An extremely fine and rare early George III mahogany supper table plausibly by the most celebrated maker of English furniture, Thomas Chippendale.
On the 5 May 1759, a notably similar table in form was supplied to Dumfries house by Thomas Chippendale “A mahog: breakfast table of fine wood wt. a Writing drawer and wirework round and castors….. £6-8”.

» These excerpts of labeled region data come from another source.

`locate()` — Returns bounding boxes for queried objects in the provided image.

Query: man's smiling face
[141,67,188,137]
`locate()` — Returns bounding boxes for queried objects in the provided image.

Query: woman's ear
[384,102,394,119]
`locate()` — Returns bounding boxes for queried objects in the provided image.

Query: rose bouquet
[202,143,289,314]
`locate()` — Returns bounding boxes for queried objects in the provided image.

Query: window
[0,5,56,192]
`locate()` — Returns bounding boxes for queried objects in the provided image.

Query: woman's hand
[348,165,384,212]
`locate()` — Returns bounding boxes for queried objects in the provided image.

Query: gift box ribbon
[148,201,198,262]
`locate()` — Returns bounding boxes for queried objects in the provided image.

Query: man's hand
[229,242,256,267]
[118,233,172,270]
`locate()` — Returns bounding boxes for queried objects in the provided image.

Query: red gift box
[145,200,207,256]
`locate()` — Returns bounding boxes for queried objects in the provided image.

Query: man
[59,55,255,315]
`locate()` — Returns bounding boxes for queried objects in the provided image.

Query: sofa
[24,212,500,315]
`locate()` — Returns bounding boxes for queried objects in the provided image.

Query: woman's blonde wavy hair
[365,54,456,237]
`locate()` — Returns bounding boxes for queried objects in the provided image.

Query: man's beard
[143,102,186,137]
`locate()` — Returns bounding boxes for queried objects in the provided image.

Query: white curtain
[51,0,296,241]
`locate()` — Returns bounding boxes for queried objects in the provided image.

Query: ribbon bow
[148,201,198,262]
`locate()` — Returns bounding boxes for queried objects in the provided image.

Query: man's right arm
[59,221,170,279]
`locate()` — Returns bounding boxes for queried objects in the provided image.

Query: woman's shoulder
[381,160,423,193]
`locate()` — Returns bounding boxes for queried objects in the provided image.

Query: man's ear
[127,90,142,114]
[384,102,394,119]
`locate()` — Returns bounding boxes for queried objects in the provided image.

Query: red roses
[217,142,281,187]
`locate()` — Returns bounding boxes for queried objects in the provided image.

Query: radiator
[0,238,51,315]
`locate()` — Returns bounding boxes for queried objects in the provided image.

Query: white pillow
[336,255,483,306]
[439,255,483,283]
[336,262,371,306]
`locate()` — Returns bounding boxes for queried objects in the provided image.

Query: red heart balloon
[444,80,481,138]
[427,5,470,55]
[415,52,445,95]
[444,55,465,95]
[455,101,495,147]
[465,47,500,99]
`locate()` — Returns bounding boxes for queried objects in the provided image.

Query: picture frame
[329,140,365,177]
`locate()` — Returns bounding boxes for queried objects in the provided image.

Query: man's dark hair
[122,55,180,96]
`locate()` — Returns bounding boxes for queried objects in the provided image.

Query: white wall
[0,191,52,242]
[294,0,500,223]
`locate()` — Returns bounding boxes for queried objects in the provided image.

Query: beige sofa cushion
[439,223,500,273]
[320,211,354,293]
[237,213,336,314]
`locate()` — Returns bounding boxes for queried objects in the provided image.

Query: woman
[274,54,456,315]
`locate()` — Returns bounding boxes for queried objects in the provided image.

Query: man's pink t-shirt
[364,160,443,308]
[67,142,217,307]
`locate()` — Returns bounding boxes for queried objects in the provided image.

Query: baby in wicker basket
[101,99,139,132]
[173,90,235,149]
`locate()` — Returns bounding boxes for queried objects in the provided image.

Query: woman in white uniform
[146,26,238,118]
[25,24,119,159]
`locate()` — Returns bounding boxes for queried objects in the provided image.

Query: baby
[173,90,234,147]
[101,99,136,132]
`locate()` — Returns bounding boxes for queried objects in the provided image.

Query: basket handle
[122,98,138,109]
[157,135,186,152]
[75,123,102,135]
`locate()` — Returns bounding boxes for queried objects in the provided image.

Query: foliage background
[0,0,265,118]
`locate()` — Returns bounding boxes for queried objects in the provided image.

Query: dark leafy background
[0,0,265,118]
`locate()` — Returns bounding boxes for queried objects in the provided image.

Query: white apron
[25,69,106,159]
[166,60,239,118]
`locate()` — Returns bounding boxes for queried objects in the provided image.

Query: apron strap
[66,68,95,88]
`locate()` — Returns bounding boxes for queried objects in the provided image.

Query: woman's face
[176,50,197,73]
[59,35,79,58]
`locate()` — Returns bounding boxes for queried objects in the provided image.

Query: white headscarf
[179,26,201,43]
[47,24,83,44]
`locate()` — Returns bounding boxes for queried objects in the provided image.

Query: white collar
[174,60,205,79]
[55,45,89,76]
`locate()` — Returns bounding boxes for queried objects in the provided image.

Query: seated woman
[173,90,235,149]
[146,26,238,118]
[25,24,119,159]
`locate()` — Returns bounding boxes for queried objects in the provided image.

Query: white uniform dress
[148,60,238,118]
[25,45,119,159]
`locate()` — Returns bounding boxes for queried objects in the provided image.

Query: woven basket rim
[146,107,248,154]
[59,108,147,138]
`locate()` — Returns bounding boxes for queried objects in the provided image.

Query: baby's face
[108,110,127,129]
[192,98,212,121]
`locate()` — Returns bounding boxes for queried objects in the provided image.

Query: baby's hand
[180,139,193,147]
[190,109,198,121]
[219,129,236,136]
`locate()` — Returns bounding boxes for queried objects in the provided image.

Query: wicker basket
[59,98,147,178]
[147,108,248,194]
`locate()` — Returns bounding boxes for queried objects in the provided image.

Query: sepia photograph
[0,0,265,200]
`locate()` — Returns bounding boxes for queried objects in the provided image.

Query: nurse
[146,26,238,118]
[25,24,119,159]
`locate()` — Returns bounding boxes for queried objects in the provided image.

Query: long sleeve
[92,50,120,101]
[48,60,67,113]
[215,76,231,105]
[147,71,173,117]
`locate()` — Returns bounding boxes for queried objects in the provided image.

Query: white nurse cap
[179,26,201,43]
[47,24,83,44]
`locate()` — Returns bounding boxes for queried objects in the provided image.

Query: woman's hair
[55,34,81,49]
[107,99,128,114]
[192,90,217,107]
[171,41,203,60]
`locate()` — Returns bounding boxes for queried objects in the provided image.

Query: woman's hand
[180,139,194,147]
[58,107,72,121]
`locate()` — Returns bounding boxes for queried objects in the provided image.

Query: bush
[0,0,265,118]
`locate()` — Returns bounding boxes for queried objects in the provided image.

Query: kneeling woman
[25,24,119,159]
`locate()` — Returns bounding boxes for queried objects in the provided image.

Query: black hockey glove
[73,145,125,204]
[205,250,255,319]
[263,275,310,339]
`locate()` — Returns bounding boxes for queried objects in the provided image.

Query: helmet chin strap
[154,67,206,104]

Though the example here shares many of the same attributes, the leather-wrapped low castors, fine moulding below the super compartment and fiddle back concave doors, it exceeds in many ways. The finely moulded solid mahogany top is decorated with an exquisite parquetry star to its centre oval of flame mahogany and further banded in box, quartered and edged in double-lined box and tulip cross banding. Similarly, the leaves are also of solid mahogany and veneered in a similar fashion. The solid mahogany moulded legs are relived to the internal edge, chamfered and inlaid to the face with 45 degrees cut tulip. Above the fine concave doors and moulded, gilt-brass wire supper section sits the writing drawer, decorated in fine cuts of mahogany with a line inlay of box and banded in tulip. The reverse is decorated in much the same fashion with a dummy drawer.
The Life and Works of Thomas Chippendale by Christopher Gilbert, p 219, plate 399-400.